Seven Projects and Their LeadersHarvey Cantor, Baruj Benacerraf Professor of Pathology, Dana-Farber Cancer Institute (DFCI), will use novel strategies to expand populations of the recently identified suppressor T cell CD8+ Treg and examine the potential therapeutic effects of this cell type on the progression of Type 1 diabetes.
Stephen Elledge, Gregor Mendel Professor of Genetics and Medicine, HMS, and professor of medicine, Brigham and Women’s Hospital (BWH), will use the tools of synthetic biology to create a copy of the human proteome in small pieces, with the goal of identifying parts of the proteome recognized by antibodies in people with Type 1 diabetes.
Richard Lee, professor of medicine, BWH, and Douglas Melton, Thomas Dudley Cabot Professor of Natural Sciences, Stem Cell and Regenerative Biology, Faculty of Arts and Sciences (FAS), will endeavor to engineer cells that can monitor blood glucose, allowing patients to strive for normal control without having to prick their fingers frequently to test their blood.
Towia Libermann, associate professor of medicine, Beth Israel Deaconess Medical Center, will identify new genomic biomarkers in the blood of mice that model human Type 1 diabetes prior to the destruction of pancreatic islet cells and the resulting onset of disease. These biomarkers, once validated in patients, will enable monitoring of pre-diabetic patients and others at high risk for the disease so that preemptive therapy can be applied.

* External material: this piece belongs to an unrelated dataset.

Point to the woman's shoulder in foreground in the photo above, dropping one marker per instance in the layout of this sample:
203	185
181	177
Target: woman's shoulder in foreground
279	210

David Mooney, Robert P. Pinkas Family Professor of Bioengineering, FAS/School of Engineering and Applied Sciences, and Kai Wucherpfennig, professor of neurology, DFCI, plan to use novel nanomaterials that will leverage regulatory T cells’ ability to inhibit immune system attacks on insulin-producing cells and thus prevent Type 1 diabetes.

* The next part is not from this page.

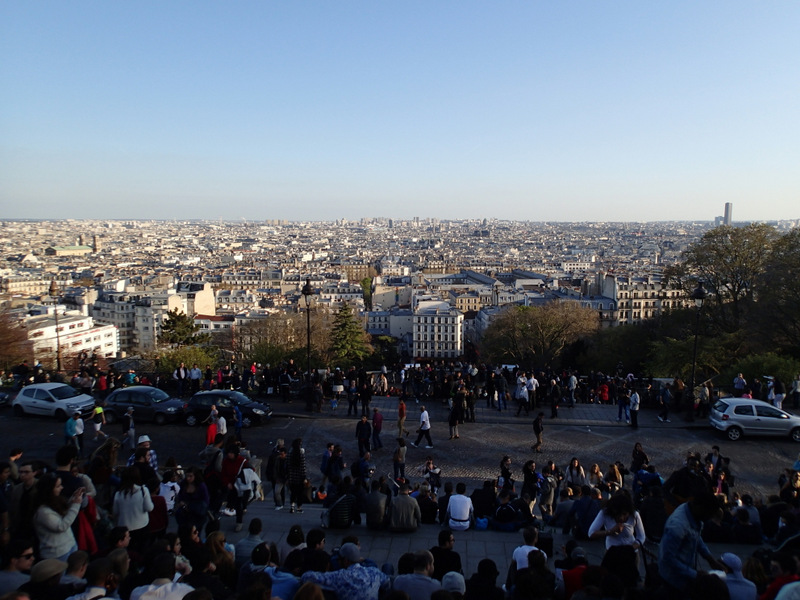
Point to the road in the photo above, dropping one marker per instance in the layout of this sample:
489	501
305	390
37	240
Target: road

Martin Yarmush, senior lecturer on surgery and bioengineering (formerly the Helen Andrus Benedict Professor), HMS, and director, Center for Engineering in Medicine, Massachusetts General Hospital, will take advantage of molecular biology and microfabrication techniques in order to detect autoantibody levels with great sensitivity. This would enable the detection of the onset of Type 1 diabetes far earlier, allowing the use of interventions designed to deter disease progression.
Qiao Zhou, assistant professor of stem cell and regenerative biology, FAS, and Jason Gaglia, instructor in pathology, Joslin Diabetes Center, aims to convert non-beta cells in the pancreas into fully functional beta cells with normal insulin release, thus replenishing populations destroyed in patients with Type 1 diabetes.